The deficit of the balance of goods fell, as imports decreased at a faster pace than exports. Developments in imports and exports largely reflected the evolution of oil exports and imports, respectively, as mentioned earlier. Non-oil exports of goods declined by 3.9% at current prices (-3.4% at constant prices), while the corresponding imports fell by 10.1% (‑9.5% at constant prices).

The services surplus stood at €2.2 billion, i.e. at less than a third of the level registered in the first half of 2019, due to a worsening of all sub-components, particularly travel balance. Non-residents’ arrivals and relevant receipts fell by 76.9% and 87.5%, respectively. As regards the transport balance, its surplus dropped by 23.6%.

Lastly, it should be noted that a deterioration in the secondary income account, as against the first half of 2019, is attributable to a large extent to the transfer to the Greek State of income earned on ANFA/SMP holdings in May 2019. The relevant payment for 2020 will be registered in the data for July 2020.

Capital account

In June 2020, the capital account was almost balanced, while in June 2019 a surplus was recorded. In the first half of 2020, a surplus of €594 million was registered, up by €316 million year-on-year.

Combined current and capital account

In June 2020, the combined current and capital account (corresponding to the economy's external financing requirements) showed a deficit of €1.4 billion, against a surplus of €892 million year-on-year. In the first half of 2020, the deficit stood at €6.4 billion, up by €2.6 billion year-on-year.

Financial account

In June 2020, under direct investment, residents' external liabilities (non-residents' direct investment in Greece) rose by €356 million and their external assets by €120 million, with no remarkable transactions.

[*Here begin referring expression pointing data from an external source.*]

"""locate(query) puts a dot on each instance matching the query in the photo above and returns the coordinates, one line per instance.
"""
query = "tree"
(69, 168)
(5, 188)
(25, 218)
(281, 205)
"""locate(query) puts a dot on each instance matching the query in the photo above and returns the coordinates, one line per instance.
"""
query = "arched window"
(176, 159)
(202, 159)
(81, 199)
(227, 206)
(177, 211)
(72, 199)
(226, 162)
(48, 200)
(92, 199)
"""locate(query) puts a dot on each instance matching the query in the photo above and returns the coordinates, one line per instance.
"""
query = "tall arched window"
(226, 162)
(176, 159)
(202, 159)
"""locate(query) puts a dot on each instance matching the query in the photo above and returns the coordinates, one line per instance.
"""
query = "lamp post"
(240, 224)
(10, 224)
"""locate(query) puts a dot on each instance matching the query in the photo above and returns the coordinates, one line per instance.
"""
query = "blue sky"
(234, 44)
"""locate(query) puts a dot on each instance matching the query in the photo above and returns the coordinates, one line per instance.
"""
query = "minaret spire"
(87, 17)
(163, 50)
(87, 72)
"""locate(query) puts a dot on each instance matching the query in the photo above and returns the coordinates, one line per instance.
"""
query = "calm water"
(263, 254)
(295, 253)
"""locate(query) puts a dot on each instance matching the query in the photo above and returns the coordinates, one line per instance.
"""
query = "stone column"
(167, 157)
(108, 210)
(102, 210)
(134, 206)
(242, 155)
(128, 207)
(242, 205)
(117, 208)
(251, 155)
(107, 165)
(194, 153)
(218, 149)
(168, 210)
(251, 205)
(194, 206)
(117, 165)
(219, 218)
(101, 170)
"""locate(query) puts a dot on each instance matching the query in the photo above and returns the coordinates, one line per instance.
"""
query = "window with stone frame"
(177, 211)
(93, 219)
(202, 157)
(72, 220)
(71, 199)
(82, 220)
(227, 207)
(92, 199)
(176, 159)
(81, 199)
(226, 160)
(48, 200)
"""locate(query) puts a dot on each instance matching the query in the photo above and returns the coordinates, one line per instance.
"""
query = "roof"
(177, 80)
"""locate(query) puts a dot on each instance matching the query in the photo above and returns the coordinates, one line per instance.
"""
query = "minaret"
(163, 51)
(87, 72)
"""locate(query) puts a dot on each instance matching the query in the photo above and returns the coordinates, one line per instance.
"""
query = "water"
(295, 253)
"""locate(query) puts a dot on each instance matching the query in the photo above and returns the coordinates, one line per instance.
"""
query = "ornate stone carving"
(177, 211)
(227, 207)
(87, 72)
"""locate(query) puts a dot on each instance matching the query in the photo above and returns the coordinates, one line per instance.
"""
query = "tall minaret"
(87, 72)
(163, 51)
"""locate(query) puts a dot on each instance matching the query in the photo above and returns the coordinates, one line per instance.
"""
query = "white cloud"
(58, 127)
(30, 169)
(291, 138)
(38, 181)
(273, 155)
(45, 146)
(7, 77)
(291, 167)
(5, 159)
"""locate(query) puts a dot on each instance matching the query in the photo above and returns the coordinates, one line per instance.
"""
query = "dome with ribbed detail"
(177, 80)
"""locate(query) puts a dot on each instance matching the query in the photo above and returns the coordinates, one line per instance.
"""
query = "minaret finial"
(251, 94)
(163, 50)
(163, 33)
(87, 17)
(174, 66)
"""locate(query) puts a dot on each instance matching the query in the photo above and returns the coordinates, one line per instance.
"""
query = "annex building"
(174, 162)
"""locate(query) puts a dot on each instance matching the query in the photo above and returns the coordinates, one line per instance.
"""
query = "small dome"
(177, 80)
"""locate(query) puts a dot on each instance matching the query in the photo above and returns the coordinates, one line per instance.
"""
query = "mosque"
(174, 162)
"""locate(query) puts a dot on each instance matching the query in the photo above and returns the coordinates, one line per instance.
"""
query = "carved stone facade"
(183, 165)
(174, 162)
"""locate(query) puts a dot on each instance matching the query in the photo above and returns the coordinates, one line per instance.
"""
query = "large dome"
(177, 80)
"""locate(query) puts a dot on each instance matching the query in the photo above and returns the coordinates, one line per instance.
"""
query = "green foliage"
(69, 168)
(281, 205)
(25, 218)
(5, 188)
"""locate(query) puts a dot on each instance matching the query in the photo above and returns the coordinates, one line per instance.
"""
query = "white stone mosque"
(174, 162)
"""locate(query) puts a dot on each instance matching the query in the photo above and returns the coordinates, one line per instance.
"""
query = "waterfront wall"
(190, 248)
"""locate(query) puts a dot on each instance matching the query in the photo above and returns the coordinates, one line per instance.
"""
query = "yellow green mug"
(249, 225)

Under portfolio investment, an increase in residents’ external assets is mainly due to a rise of €4.9 billion in residents’ holdings of foreign bonds and Treasury bills. A decrease in residents’ external liabilities is mainly due to a decline of €483 million in non-residents’ holdings of Greek government bonds and Treasury bills.

Under other investment, residents' external assets did not show any notable change. An increase in residents’ external liabilities almost exclusively reflects a rise of €7.6 billion in non-residents’ deposit and repo holdings in Greece (the TARGET account included).

In the first half of 2020, under direct investment, residents' external liabilities stemming from non-residents' direct investment in Greece increased by €1.6 billion.

Under portfolio investment, an increase in residents' external assets is chiefly attributable to a rise (of €19.6 billion) in residents' holdings of foreign bonds and Treasury bills. A decrease in their external liabilities is mainly due to a decline of €7.9 billion in non-residents' holdings of Greek government bonds and Treasury bills.

Under other investment, a rise in residents' external assets (of €2.4 billion) reflects mainly the statistical adjustment associated with the issuance of banknotes. An increase in their external liabilities reflects chiefly a rise of €27.9 billion in non-residents’ deposit and repo holdings in Greece (the TARGET account included), as well as a €6.9 billion increase in the outstanding debt of the public and the private sector to non-residents.[1]

At end-June 2020, Greece’s reserve assets stood at €8.9 billion, compared with €6.7 billion at end-June 2019.

Note: Balance of payments data for July 2020 will be released on 21 September 2020.


[1] It should be noted that, in the first half of 2020, developments under portfolio investment and other investment are largely due to loan securitisations of systemic credit institutions, carried out in previous months (see Bank of Greece, Press Release: Balance of Payments, March 2020 and April 2020).